By Mark Williams, Best Buy
In August, we at Best Buy announced that we were joining a cadre of other major retailers in an effort to build a mobile-commerce solution that can improve shopping and paying for customers and merchants alike.
We were not surprised that this news generated a lot of attention. After all, how often does one see the likes of Target, Walmart, CVS, Lowes and us collaborating? And, of course, the news means that merchants have entered a fray that already includes significant entries from issuers, mobile carriers and a few big digital players.
What did surprise us, however, is the amount of skepticism regarding the need for mobile payments. “Isn’t this,” to paraphrase a common refrain, “a solution without a problem?”
We could not disagree more strongly with that sentiment.
It is our belief that the coming shift to mobile payments has the potential to make shopping more convenient and efficient for our customers, provides a once-in-a-generation opportunity to bring merchants and their customers closer together in mutually beneficial ways, and will dramatically improve the status quo in payment security.
The fact is, smartphone-owning consumers simply do not leave home without their phones. The ability to carry a phone in lieu of a wallet will simplify their lives. As will faster-moving checkout lines and electronic coupons, Reward Zone certificates and receipts.

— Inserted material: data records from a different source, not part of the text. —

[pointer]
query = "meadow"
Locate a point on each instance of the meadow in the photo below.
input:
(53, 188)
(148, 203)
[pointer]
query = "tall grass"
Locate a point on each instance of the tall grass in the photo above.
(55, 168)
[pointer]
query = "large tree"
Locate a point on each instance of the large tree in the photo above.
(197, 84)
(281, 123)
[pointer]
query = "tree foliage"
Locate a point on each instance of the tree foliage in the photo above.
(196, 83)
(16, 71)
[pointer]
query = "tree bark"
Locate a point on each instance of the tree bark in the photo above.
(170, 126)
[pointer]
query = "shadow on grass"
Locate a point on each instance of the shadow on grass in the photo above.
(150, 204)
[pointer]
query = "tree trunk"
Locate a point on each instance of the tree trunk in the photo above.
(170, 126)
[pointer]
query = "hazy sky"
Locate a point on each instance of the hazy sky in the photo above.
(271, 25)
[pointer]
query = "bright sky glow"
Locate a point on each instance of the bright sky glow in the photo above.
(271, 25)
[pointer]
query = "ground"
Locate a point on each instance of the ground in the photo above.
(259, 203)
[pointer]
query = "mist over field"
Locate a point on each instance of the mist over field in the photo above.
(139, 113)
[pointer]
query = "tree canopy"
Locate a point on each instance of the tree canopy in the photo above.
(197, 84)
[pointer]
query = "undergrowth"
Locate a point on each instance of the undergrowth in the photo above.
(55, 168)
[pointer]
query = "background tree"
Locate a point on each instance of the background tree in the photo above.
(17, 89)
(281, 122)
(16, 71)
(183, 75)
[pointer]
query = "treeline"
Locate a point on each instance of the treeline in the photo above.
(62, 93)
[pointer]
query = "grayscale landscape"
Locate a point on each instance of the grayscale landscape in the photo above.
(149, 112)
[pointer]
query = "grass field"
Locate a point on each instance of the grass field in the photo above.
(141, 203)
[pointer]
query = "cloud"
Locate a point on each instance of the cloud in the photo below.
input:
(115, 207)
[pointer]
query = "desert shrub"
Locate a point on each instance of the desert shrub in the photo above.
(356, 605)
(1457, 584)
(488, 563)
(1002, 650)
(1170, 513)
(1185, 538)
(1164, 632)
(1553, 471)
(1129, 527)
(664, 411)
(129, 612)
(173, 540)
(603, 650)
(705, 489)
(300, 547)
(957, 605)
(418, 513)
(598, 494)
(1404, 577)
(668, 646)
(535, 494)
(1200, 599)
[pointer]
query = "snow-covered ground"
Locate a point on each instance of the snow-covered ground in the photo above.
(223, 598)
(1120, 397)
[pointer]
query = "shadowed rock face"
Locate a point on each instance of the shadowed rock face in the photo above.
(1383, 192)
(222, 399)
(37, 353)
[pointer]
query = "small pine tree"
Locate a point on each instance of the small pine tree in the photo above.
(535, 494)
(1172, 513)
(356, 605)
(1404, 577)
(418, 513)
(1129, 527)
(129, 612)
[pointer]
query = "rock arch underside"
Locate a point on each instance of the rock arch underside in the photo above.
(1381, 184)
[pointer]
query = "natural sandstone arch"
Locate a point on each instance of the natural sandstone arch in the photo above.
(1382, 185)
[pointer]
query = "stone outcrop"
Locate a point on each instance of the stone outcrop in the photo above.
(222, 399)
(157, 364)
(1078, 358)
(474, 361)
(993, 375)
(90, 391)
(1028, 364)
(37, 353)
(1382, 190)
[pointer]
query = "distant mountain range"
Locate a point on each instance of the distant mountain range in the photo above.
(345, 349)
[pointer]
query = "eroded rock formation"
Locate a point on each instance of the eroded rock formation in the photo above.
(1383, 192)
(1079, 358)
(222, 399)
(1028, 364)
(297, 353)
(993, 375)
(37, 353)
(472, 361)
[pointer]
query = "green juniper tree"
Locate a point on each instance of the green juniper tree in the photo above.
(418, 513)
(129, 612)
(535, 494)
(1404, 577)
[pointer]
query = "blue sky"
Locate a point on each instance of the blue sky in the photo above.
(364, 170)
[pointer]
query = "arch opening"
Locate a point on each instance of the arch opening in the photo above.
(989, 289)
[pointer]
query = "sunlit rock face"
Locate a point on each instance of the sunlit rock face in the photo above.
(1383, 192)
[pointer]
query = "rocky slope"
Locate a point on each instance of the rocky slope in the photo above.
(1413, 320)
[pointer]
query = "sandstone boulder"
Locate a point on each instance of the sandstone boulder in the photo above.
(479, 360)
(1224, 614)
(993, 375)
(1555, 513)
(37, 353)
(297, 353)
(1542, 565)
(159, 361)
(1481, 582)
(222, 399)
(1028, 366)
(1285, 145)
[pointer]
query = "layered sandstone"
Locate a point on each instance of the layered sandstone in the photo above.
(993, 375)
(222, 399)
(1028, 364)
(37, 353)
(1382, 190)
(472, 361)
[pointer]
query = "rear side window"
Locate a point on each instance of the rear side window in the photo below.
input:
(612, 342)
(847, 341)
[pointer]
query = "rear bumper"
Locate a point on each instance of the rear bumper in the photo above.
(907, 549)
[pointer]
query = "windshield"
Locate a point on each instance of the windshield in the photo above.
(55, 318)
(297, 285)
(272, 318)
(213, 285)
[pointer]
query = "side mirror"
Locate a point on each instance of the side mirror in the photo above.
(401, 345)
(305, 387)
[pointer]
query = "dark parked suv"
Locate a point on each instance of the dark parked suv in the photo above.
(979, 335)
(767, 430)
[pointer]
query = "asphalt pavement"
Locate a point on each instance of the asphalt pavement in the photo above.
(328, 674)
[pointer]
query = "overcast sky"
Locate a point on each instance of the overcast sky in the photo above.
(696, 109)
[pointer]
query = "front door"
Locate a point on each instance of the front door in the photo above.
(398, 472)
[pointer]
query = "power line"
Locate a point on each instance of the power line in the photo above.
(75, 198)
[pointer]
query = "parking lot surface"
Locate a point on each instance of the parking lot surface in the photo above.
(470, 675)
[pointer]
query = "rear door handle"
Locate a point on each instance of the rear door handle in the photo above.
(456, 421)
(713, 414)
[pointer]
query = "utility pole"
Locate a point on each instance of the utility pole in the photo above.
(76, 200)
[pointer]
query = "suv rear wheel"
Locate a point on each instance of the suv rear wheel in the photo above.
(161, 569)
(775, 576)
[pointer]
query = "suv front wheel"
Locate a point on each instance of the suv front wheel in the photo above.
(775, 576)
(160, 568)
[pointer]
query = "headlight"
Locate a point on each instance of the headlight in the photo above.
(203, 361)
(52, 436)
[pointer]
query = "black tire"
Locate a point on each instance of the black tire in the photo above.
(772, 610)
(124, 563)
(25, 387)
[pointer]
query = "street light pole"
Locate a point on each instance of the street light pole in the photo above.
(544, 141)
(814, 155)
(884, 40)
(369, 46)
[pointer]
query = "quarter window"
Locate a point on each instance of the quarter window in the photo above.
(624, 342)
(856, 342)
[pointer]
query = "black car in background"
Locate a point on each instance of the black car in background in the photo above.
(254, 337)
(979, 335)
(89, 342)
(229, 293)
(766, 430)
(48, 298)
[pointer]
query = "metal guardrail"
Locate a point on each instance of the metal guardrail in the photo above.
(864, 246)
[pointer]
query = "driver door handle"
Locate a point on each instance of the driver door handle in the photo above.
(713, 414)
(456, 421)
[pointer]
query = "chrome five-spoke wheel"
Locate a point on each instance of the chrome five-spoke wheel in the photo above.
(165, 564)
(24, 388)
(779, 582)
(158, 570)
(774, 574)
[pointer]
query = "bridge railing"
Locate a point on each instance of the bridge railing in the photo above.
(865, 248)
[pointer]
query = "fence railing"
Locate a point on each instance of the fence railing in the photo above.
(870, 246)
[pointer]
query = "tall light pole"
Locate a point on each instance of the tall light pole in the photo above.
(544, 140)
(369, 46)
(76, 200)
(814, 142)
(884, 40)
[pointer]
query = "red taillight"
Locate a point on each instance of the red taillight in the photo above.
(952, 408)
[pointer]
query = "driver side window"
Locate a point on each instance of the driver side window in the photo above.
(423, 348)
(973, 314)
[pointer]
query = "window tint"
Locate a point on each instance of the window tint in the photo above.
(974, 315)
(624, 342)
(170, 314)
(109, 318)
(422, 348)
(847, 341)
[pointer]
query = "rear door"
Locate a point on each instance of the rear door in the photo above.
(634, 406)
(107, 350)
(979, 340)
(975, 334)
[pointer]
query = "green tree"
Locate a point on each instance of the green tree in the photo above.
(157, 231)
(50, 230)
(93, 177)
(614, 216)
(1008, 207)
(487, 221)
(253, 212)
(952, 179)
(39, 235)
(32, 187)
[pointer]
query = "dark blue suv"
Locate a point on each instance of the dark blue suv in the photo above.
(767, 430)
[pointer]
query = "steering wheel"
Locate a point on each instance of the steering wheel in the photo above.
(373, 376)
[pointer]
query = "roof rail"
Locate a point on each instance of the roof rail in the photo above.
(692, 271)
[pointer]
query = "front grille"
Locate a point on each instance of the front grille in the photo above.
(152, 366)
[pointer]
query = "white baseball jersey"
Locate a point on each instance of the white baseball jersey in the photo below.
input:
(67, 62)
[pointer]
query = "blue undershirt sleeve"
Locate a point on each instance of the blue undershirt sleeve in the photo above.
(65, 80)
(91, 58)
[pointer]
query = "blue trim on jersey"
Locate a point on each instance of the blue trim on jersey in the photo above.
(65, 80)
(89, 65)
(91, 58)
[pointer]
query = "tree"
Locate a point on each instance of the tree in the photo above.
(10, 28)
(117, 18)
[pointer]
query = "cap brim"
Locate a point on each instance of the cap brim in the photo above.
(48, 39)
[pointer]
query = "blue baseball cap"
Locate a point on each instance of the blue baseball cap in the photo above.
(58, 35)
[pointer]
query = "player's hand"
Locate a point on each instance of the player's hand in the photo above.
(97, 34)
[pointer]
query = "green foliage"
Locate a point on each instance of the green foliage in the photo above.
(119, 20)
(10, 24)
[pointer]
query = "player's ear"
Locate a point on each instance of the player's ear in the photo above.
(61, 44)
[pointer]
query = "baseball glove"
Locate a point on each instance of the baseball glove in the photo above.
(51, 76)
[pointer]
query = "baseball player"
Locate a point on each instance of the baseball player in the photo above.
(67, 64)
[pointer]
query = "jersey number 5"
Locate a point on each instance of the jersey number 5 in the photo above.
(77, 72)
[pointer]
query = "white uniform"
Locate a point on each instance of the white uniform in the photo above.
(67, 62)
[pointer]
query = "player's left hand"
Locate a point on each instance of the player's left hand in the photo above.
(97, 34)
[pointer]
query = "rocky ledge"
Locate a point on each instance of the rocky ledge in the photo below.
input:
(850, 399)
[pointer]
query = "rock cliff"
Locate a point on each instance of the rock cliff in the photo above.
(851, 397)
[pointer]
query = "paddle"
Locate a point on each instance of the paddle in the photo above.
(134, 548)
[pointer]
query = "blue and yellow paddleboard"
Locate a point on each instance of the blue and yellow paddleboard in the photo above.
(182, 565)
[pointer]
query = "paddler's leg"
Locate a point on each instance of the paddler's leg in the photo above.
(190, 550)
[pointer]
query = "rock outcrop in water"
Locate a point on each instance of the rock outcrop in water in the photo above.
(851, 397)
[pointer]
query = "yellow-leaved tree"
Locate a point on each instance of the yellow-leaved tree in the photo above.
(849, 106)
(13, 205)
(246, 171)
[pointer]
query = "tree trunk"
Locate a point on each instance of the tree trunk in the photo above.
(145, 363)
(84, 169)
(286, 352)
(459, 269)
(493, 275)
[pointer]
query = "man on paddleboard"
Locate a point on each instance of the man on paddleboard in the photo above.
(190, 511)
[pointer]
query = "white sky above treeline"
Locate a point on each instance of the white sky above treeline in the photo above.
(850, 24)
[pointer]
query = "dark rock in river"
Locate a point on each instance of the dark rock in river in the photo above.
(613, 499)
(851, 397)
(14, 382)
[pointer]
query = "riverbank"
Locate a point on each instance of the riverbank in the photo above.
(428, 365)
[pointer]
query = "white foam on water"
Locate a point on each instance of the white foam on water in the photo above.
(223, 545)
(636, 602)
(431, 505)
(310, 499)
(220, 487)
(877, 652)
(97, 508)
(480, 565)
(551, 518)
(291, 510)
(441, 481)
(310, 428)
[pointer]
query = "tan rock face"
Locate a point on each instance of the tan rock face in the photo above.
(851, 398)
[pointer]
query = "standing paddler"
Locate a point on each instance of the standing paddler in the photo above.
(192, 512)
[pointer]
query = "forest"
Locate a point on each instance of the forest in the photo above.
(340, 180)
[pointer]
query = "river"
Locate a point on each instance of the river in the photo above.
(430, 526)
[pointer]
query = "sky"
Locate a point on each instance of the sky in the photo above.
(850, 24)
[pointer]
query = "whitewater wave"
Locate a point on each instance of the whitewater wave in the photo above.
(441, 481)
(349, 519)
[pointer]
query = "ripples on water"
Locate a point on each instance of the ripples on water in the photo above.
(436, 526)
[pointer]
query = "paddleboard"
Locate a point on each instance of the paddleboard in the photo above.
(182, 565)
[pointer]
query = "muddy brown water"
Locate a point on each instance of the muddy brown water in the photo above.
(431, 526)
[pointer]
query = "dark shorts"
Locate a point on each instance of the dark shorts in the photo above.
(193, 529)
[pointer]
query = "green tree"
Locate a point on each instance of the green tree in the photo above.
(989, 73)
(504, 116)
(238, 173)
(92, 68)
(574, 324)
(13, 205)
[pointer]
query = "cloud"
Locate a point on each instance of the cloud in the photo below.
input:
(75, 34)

There are those who think the status quo is convenient enough, just as there were those who saw no issue with fishing for change at highway toll plazas or who thought automobiles were pointless because horses got them from Point A to Point B without incident. History shows that when technology can save us time, it emerges.
But there’s more at stake here than just speed. Mobile commerce offers an unprecedented opportunity to engage in one-to-one marketing on a broad scale. For merchants, the ability to better serve our customers by knowing better what they expect us to know, what they bought from us, when they bought it and what for. To be able to tailor offers to them that can be delivered and redeemed in real time on their phone is something that’s been coveted for years. And consumers have waited just as long for the prospect of consistently relevant offers from the places they regularly shop. Mobile commerce brings all of that closer to fruition.
Mobile commerce also lets the shopping experience begin well before the consumer ever sets foot in the store, and it also enrichens that experience with product information, ratings and reviews. And – here’s the best part — all of this can be achieved while making payments more secure than they are today. Yes, there have been some early problems, including a significant one involving Google Wallet. But the status quo is not some sort of security utopia. Take a look at what you are spending on fraud losses now.
The fact is, mobile-payments can incorporate PINs and other technology (EMV) that will make payments far more secure than they are today, when we are relying on 1950s technology to protect our financial data, and are so accustomed to paying constantly for its imperfections that we forget how poor the current system is. European consumers payments are much better protected via EMV, Chip and PIN then U.S. consumers with current systems, but why should that continue in the next world of mobile payments.
Mobile commerce has the potential to improve security, improve our relationship with our customers and improve the convenience factor of shopping in our stores.
That’s why Best Buy is going mobile.
How about you?
Mark Williams is president of financial services at Best Buy, an owner of Merchant Customer Exchange.